William Berkeley is the only member of the Berkeley family to take an official role in a coronation. Already a Baron, William was created a Viscount in 1481 and Earl of Nottingham in 1483. On 22nd August 1485, Henry Tudor had beaten King Richard III at the Battle of Bosworth and, only ten weeks later, was crowned at Westminster Abbey becoming King Henry VII. The ceremony which took place on 30th October 1485 was a simple affair as the Wars of the Roses had depleted the treasury.1 It was decided that William Berkeley would take on the office of Earl Marshal and Great Marshal of England for the day of the coronation as the previous postholder, John Howard, 1st Duke of Norfolk, had died fighting for King Richard III at the Battle of Bosworth. This role was one of the great offices of state in England and was responsible for the king’s horses and stables.

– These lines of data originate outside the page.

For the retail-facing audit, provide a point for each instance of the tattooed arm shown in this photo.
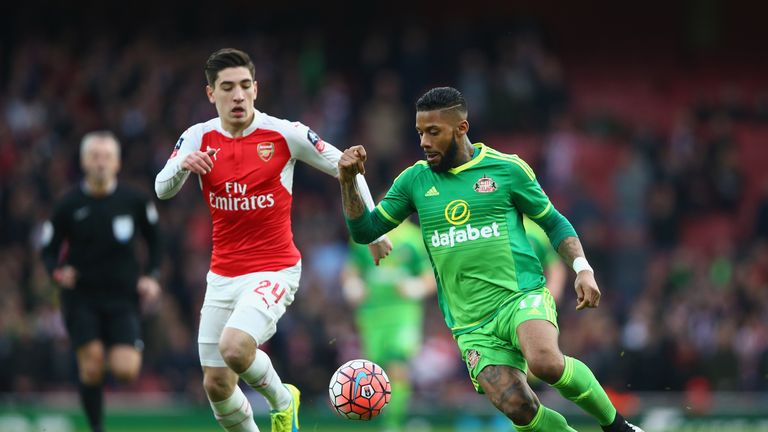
(364, 225)
(587, 291)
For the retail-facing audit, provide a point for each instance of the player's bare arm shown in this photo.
(199, 162)
(587, 291)
(352, 162)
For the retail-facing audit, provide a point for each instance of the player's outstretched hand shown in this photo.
(587, 292)
(352, 162)
(149, 291)
(380, 249)
(66, 276)
(199, 162)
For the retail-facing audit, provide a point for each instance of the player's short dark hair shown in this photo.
(226, 58)
(442, 98)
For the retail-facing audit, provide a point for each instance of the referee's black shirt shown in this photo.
(97, 234)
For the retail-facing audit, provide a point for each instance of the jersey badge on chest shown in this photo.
(122, 228)
(485, 184)
(266, 150)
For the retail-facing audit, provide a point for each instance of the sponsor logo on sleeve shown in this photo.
(315, 140)
(472, 358)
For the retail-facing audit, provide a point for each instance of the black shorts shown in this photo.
(112, 321)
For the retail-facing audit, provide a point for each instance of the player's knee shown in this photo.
(237, 350)
(217, 386)
(547, 365)
(515, 400)
(236, 356)
(91, 373)
(126, 374)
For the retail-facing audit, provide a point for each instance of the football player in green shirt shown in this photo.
(388, 309)
(491, 289)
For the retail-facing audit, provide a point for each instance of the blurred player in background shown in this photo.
(471, 200)
(389, 312)
(244, 161)
(89, 248)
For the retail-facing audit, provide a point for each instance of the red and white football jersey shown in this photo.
(249, 190)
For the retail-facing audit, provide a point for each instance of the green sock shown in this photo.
(580, 386)
(397, 409)
(546, 420)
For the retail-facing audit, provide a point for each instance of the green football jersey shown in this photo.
(472, 223)
(408, 258)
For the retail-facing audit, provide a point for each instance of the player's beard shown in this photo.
(449, 158)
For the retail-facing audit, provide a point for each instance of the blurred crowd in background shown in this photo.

As Earl Marshal, William could expect a prominent position in the celebrations. In the royal procession from the Tower of London to Westminster ahead of the coronation, William rode in front of the King in the procession with two other noblemen. He was situated on the right-hand side carrying the sword of the Marshal of England. On the left was the Lord Great Chamberlain of England carrying his sword and in the centre was a noble holding the King’s sword. On the day of the coronation the Earl Marshal was instructed to be ‘well apparelled’2 and accompanied by men carrying ceremonial staffs to line the route for the King’s procession into Westminster Abbey.

King Henry VII

William was also part of this procession into the abbey, bearing an unsheathed sword. During the coronation, William would have pledged fealty to Henry alongside his peers uttering the oath that was still being used by the time of Queen Elizabeth II’s coronation in 1953, “I become your liegeman of lief and lymme and of earthelie worship and faith and trowth shall beare unto you to lyve and dye with yow against all maner folke, so god me help”.3  He was officially invested as Earl Marshal of England a few months later in February 1486.

 

The Coronations of Queen Mary I, Queen Elizabeth I and King James I

During his lifetime, Henry, 7th Baron Berkeley, was fortunate enough to experience three coronations. When Queen Mary I was crowned on 28th September 1553, Henry was eighteen. He was one of only fifteen men made a Knight of the Bath as part of the coronation celebrations. Knights were created during special royal occasions and were called ‘of the Bath’ because the elaborate ceremony involved taking a bath the day before being invested. The ancient ritual had not changed much since the fourteenth century which involved the King visiting the knight while in his bath, dipping his finger in the water and making a sign of the cross on the would-be knight’s back. As a Queen, it was not thought suitable for Mary to attend to fifteen young men naked in their baths, so she selected her relative, the Earl of Arundel, to knight the chosen men including Henry.4 Queen Mary’s coronation was the last Catholic coronation to take place in England.

By the time of Queen Elizabeth I’s coronation on 15th January 1559, Henry had become a married man. His wife, Katherine Howard, was a cousin to the Queen through her mother, Anne Boleyn. Henry and Katherine were an ostentatious couple and determined to look their best at the celebrations. Henry had a doublet of crimson satin and silver lace with silver buttons and a white satin doublet made for him. He also had breeches made of crimson velvet lined with crimson satin and another pair of white velvet overlaid with lace and lined with white satin. A new white feather was added to his best cap, and he bought a pair of gilt spurs to wear at the coronation. Katherine had a gown of cloth of gold, shoes of crimson velvet and a petticoat of crimson satin.5

Henry, 7th Baron Berkeley

Henry and Katherine travelled to London and arrived before the Queen travelled by barge from Whitehall to the Tower of London on 12th January 1559. As Baron and Baroness, it is most likely they would have taken part in the dramatic royal procession from the Tower of London to Westminster two days later as the Queen was ‘most honorably accompanied, as well with gentilmen, Barons, & other the nobilitie of this realme, as also with a notable trayne of goodly and beawtifull ladies’.6 The procession would have been an amazing spectacle with pageants set out along the route celebrating the Queen. The couple gave a reward of twenty shillings to the Queen’s trumpeters.7

Queen Elizabeth I in her coronation robes

Queen Elizabeth’s spectacular coronation was in stark contrast to her successor’s. King James I’s coronation on 25 July 1603 was blighted by an outbreak of the bubonic plague that raged in London and also affected the rest of the country. As such, the traditional coronation procession from the Tower of London to Westminster was cancelled and James forbade people to gather in the streets to celebrate for fear of infection.8 However, triumphal arches had already been erected along the route and pageants designed, so the procession was deferred to 15th March 1604.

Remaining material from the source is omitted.